She broke her leg a year after joining the playgroup and complained that she couldn’t lean forward constantly to read with him. “It hurts my leg.” She told him. When he held it up so that she could see she complained that it was too far away, then too close, and when he gave it to her to read she sighed after no more than a page and said it was too heavy.

They watched the other children running in a game of hide and tag while Marroo’s brain itched to sink back into the book and Aiza sighed again. “I’m bored.” She said, and looked to Marroo.

Marroo shrugged and tucked his chin onto his knees while he watched the an older girl throwing dirt at a boy who’d knocked her over. He didn’t say anything.

Aiza looked back out at the children then said it again with more emphasis, “I’m bored!” She looked at him again.

Marroo studied her for a moment, bright silver eyes meeting pale purple ones. “I could carry you out there.” Marroo suggested.

Aiza rolled her eyes and looked back out at the children playing tag in the lot. “I don’t want to be carried.”, she said, “Besides, you’d probably hurt my leg, or trip and break my head or something.”

“I wouldn’t.” Marroo replied.

“So certain.” She said.

Marroo just shrugged.

“Pick something else.” She told him.

Marroo thought for a moment, then spotted his book, still open on the bricks next to her and felt the itch in his brain again. “I could read to you.”

Aiza grinned and handed him the book then scooted until she could nestle down with her back pressed to his side. “Begin.” She said with a smile, and Marroo began.

Sometimes they swapped. He read, almost always, first. Then when he got tired she read. She tried to get him to do the voices the way she did, but he couldn’t do the accents without feeling embarrassed so he just used his normal voice and let her fill them in with her imagination. When her leg was better she ran off to play with the other children again, but only when they were playing her favorite games, and only after she’d found him and asked him to read to her for a bit while she lay on her stomach and kicked her legs.

A few weeks before his father woke him in the night and told him to wear black, Aiza brought a book of her own tucked into her robes.

“I stole it from my mother’s top shelf.”, she said when she showed it to him. Her eyes shone the way they did whenever she was contemplating some new mischief. “The very, top, shelf.” She repeated, and grinned.
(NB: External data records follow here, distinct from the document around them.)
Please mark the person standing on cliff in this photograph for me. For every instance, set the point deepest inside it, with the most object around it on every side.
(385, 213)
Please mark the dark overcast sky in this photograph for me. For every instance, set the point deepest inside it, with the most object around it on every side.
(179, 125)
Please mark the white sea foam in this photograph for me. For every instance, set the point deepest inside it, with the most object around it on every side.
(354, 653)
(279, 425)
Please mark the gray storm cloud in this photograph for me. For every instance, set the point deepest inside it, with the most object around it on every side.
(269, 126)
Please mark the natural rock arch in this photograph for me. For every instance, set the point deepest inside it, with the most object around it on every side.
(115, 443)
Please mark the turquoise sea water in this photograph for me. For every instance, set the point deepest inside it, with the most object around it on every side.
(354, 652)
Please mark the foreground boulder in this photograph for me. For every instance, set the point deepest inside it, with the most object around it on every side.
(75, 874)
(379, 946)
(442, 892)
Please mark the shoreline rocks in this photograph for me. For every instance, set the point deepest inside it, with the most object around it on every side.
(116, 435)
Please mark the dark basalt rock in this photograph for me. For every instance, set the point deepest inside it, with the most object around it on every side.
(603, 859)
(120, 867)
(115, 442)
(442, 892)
They climbed into a tree to read it.

The book was about a man and a woman. He was a sword adept in a wilderness village plagued by a feral tribe of cave dwelling men while she was a heavenly princess trapped with them after her aircar crashed into the mountains nearby. When the man found her, pursued and hunted through the wilderness by the cave dwellers, he did heroic things to defend her, and when she was taken into the feral men’s caves he went in after her. He fought, and in Marroo’s opinion, proved that he wasn’t much of an adept, but eventually he won her free and carried her in his arms out of the cave while invisible swords protected them, and when they’d made it safely away she called him her hero and kissed him and…

The last pages of the book made Marroo profoundly uncomfortable and he could feel himself turning red as he looked away.
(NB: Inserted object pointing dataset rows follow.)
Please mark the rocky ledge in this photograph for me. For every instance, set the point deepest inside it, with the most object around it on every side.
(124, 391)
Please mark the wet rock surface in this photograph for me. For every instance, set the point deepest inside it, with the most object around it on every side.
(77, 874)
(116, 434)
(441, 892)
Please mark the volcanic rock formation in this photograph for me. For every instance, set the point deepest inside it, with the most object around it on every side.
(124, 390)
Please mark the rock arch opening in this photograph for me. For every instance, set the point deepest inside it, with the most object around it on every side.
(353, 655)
“What’s the matter?” Aiza asked when she saw that he wasn’t turning pages anymore.

Marroo shook his head but didn’t answer. He closed the book and when he met her eyes found them glinting with a more speculative sort of mischief. She gave him a slow dangerous smile.

“Haven’t you ever kissed a girl?” She asked slowly.

“No.” Marroo felt his face heat and he shook his head. “You haven’t either.” He said, “Kissed a girl, a boy, I mean.”

She cocked her head and seemed to think about it for a moment. “No.”, she said, then gave him a big grin that spread slowly across her face and made his heart race. “Would you like to?” She asked. “Kiss a girl, that is.”

Marroo felt his stomach drop. When he didn’t immediately answer she scooted a little closer to him.

“No.” He said, and felt his face flush a deeper scarlet. He scooted away, and she came after, just as they had when she’d been chasing him for his books.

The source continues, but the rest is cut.